With ‘anticipate’ Google wants to provide the answer to your next question before you have asked it. The Knowledge Graph was, in part, a way to do this. By not only answering your question but also bringing up an extra summary of relevant content around the topic, the idea is that any further questions you have on that topic are already answered. Google Now is also key to the ‘anticipate’ strategy and Google’s aim is for the personal assistant to give you the ‘right information at just the right time’. 

The three areas of ‘answer, converse, anticipate’ are all feeding into a larger strategy that is ‘understand’. This is semantic search; understanding the intent, context and relationship between keywords in a search query to provide the most accurate and relevant results. By fulfilling ‘answer, converse and anticipate’, Google is able to start moving towards ‘understand’ and the use of artificial intelligence – both of which are key in achieving the Google founders’ vision of the perfect search engine. 

Artificial IntelligenceThe Future of Search & SEO

What, then, does this mean for the future of search and search engine optimisation? If Google is working towards a search engine that understands everything it is asked, how do website owners ensure that their websites are found in the search results?
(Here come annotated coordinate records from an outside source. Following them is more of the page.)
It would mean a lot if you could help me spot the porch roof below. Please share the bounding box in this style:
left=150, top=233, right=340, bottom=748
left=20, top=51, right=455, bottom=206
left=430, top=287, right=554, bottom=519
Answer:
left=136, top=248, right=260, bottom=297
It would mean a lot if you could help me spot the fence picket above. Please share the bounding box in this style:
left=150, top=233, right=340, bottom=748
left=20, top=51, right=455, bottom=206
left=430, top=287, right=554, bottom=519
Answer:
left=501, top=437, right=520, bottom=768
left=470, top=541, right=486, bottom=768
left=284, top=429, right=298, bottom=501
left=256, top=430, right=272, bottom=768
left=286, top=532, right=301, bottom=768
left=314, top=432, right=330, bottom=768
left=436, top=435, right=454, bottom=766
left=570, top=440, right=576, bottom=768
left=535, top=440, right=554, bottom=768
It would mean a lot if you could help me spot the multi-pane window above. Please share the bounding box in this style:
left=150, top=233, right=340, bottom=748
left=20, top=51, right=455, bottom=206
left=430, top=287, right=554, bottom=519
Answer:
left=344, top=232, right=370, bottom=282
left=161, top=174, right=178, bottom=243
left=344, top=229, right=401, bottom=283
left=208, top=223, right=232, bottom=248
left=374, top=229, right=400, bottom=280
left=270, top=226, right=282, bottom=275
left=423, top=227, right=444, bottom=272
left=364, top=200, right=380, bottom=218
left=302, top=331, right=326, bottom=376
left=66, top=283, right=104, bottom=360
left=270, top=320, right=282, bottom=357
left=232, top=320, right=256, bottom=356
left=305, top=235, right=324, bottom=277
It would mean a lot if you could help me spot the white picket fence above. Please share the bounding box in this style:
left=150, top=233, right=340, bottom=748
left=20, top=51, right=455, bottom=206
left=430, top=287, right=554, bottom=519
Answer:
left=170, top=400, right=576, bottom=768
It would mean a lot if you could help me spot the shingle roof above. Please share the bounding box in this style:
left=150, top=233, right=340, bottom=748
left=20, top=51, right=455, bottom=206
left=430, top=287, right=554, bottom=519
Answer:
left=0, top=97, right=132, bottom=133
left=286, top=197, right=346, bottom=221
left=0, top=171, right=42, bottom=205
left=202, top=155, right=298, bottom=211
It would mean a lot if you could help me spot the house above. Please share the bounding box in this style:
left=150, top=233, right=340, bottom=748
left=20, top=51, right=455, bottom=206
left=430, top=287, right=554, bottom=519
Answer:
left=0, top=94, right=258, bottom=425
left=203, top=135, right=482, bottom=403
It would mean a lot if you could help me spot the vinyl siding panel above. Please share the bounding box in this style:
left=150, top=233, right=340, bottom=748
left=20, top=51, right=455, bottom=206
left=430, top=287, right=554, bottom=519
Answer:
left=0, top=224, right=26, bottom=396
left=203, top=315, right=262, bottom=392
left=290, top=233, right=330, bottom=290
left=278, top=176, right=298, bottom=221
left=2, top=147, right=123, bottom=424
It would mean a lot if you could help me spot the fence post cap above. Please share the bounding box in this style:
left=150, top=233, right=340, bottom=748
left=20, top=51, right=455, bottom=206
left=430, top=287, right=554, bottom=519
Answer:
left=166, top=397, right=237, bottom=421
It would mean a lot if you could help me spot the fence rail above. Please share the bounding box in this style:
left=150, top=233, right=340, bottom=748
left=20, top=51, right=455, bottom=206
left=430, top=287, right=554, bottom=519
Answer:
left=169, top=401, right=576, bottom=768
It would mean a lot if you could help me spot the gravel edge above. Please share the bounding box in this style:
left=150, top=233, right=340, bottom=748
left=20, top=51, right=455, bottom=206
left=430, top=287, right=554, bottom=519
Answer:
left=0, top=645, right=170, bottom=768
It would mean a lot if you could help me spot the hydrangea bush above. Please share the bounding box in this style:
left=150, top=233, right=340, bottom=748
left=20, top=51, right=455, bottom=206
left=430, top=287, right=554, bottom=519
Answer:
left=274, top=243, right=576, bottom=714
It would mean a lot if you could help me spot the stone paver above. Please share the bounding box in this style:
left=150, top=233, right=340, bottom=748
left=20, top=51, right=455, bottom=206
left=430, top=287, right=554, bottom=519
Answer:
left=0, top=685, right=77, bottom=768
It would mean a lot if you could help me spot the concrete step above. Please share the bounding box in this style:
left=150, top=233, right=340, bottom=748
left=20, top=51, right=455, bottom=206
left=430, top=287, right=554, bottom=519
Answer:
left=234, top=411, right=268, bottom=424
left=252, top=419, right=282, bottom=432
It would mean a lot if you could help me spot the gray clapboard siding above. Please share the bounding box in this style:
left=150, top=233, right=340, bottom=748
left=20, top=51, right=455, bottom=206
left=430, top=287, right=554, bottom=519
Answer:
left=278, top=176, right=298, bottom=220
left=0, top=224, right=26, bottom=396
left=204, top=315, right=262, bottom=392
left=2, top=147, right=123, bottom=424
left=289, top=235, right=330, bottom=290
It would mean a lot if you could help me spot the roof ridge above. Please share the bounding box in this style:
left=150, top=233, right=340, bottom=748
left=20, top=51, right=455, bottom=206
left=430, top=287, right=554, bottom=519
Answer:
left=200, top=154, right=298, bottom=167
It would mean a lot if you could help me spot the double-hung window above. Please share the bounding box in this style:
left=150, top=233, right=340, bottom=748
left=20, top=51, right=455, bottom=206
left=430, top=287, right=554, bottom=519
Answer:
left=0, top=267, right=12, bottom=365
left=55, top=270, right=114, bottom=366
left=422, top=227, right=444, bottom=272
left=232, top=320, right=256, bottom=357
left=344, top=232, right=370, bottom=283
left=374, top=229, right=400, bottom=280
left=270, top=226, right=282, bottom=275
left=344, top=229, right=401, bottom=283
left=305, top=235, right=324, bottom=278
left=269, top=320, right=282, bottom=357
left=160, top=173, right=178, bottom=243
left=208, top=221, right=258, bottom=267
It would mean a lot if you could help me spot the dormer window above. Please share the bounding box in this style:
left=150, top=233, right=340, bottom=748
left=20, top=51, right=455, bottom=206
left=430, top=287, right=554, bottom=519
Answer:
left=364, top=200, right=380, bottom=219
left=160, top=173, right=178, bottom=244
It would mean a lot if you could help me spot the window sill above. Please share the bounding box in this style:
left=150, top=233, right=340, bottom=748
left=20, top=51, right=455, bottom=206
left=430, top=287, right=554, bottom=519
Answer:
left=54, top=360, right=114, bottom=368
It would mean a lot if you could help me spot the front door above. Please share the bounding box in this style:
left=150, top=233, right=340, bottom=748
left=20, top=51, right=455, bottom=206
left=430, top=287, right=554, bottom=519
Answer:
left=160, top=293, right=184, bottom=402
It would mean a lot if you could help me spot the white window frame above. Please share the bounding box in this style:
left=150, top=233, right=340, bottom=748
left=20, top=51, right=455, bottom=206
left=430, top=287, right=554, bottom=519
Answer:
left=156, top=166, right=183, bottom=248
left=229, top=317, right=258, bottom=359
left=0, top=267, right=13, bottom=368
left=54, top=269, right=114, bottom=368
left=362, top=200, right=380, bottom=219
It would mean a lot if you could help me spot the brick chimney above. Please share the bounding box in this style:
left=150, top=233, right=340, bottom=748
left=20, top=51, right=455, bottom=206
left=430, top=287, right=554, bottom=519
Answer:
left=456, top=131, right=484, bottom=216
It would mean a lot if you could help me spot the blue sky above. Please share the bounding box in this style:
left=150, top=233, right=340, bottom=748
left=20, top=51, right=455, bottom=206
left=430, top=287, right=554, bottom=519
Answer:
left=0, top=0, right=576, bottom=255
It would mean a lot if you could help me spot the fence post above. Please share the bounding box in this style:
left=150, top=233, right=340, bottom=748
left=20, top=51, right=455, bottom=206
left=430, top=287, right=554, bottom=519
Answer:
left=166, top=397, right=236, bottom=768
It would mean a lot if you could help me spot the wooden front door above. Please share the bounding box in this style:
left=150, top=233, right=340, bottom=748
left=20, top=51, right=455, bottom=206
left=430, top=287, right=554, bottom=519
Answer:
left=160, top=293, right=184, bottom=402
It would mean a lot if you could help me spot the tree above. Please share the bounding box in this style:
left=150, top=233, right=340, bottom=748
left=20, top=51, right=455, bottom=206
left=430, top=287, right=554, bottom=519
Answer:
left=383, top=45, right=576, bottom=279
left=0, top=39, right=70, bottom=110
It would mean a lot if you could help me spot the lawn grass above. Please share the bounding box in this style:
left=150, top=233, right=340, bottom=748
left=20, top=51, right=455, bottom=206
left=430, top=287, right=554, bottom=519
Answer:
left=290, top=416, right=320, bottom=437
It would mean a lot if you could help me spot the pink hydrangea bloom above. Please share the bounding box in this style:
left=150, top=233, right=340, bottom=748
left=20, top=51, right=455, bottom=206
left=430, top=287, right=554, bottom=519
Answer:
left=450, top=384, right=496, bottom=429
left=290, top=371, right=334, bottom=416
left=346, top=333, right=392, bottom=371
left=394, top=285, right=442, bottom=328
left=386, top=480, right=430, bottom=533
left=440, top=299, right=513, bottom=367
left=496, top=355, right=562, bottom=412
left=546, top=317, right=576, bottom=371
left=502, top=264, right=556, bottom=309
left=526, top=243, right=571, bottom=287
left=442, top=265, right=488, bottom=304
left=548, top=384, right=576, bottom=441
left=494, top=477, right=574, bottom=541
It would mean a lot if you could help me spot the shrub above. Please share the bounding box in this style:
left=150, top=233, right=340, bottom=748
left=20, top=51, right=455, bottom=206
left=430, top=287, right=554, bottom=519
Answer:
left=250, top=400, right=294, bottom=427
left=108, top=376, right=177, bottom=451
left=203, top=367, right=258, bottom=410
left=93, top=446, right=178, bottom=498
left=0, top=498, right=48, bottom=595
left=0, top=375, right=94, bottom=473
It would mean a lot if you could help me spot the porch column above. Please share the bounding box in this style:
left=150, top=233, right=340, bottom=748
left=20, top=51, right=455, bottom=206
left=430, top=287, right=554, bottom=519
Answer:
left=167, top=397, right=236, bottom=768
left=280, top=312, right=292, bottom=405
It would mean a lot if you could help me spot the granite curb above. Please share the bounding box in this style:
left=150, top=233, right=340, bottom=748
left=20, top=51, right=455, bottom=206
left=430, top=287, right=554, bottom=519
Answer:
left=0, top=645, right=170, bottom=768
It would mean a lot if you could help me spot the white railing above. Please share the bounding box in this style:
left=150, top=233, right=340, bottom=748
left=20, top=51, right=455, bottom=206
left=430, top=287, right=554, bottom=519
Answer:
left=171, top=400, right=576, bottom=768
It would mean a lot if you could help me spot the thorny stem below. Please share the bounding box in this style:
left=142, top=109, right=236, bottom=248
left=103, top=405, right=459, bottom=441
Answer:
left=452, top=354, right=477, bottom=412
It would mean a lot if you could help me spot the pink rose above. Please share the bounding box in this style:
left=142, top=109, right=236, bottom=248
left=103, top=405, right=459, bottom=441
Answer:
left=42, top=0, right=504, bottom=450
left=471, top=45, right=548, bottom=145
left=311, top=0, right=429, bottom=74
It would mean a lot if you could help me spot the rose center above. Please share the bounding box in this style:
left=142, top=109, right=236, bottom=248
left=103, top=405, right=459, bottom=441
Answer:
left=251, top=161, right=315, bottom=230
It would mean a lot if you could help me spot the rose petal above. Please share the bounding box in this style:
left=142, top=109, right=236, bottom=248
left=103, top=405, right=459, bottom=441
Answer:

SEO professionals claim that ‘content is king’ now, but the importance of having high quality content that addresses long tail search queries will only increase in the future. Website owners should be thinking like their users, what information do they want to know? What questions do they have that need answering? Does my website provide this information and answer these questions? 

Ensuring that Schema mark-up is implemented properly on your website will also be crucial; Google has often pointed out that Schema mark-up can improve the search engine’s understanding of the content on a webpage. It seems clear that if Google wants to produce a search engine that can ‘understand’, webmasters should be doing everything in their power to help this process if they want their website to be found in the search results. While we’re still a little way off the ‘Star Trek’ computer or the intelligent computer operating system in ‘Her’, RankBrain signals an intriguing step towards Google’s ‘ultimate search engine’.